Y fue entonces cuando el alma, agobiada de carne y memoria, habló sin labios: «¿Dónde se arranca lo que no se ve? ¿Cómo se desprende el aliento que se ha tejido entre hueso y pecado?»
El cuerpo ya no era abrigo, sino jaula. Pesaba como un hábito empapado en culpa, el pecho dolía con la insistencia de un rezo maldito, las manos, temblorosas, recordaban cada caricia negada y los ojos . . . ah, los ojos habían visto tanto, que ya no distinguían la luz del recuerdo.

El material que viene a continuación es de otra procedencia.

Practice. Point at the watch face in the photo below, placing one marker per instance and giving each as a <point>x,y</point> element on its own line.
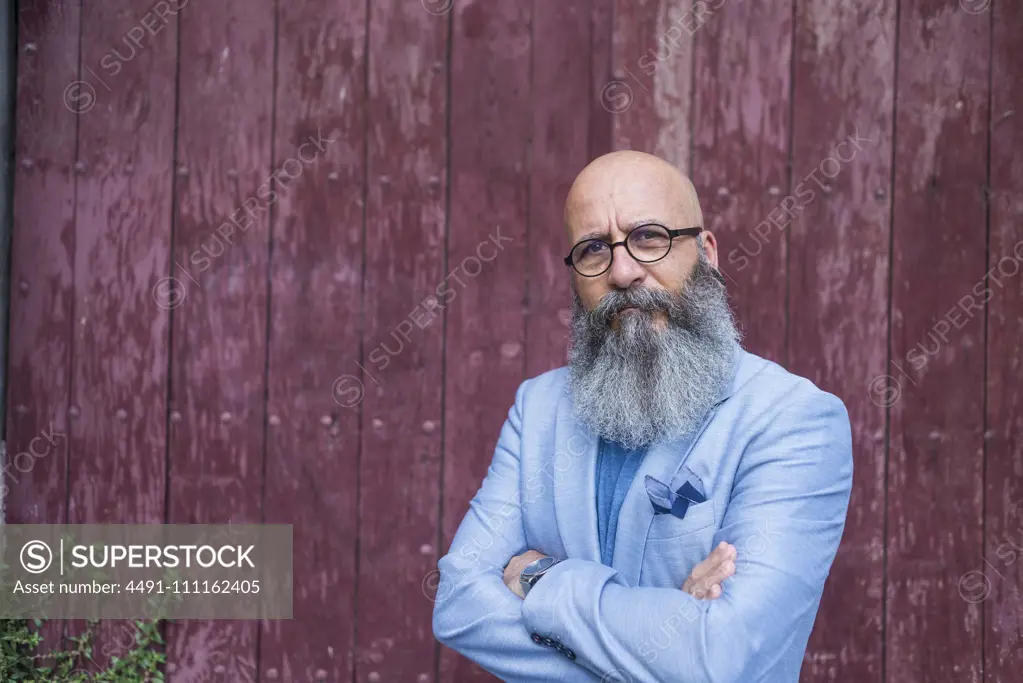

La boca, clausurada por años de silencios, era un templo seco donde los cirios ya no alumbraban.
No había guía, ningún pergamino lo anunciaba. El Nombre, el propio, había sido pronunciado por tantos labios sin fe, que ya no le pertenecía. Desgastaron su apelativo entre promesas de amores muertos y letanías falsas.
Pero hay un rito, oculto entre sombras. Un procedimiento de los que desean nacer sin alma, o al menos dormir sin ella.
Primero: Debía beber las lágrimas.
No cualquier lágrima: solo las recolectadas durante siete noches de insomnio, lágrimas negras, cargadas de palabras nunca dichas. Debían beberse de una copa cóncava, hecha con las manos juntas, como quien bebe de sí mismo.
Segundo: debía esperar.
El cuerpo comenzaría a deshacerse lentamente, no como la carne que se pudre, sino como el velo que cae en un templo derruido.
Los órganos, sabios en su rebeldía, buscarían escapar: el intestino enroscado como serpiente, el hígado silente como un traidor, los pulmones alzándose como alas que jamás aprendieron a volar.
Entonces debía escupirlos, uno a uno, como quien confiesa sin palabras.
La piel vendría después.
No se arranca, no se corta, se deja ir debe desprenderse como quien renuncia al deseo.
Debe caer como caen las promesas rotas: en silencio, sin testigos.
La carne suelta debía ser recogida con cuidado, como reliquias de un mártir olvidado y el corazón debía presentarse en un plato, no de oro, no de plata: de cerámica blanca, como la inocencia que nunca se tuvo.
Debía guardarse en la nevera, no para conservarlo, sino para olvidar que aún existe.
El silencio venía después, un silencio espeso, devoto.
La oración debía hacerse sin palabras, con el cuerpo en posición fetal, como quien vuelve al vientre de Dios para no ser reconocido.
El sueño era obligatorio: no descanso, sino letargo sagrado.
El cerebro, aún tibio, debía dejarse sobre la mesa de noche, sumergido en una fuente con las lágrimas restantes.
(Allí flotaría, como una hostia profanada)
Los demás restos —lo que el cuerpo ya no quería— podían guardarse para otro ritual o desecharse en la próxima recolección.
Si alguien se atrevía a llamar exageración a este acto, bastaba con esperar a que la agonía hiciera nido en su vientre, porque cuando el fuego le ascendiera por la espina y con las uñas rasgara su propia piel en busca de algo que no existe, entonces —y solo entonces— sabría lo que significa extirparse el alma.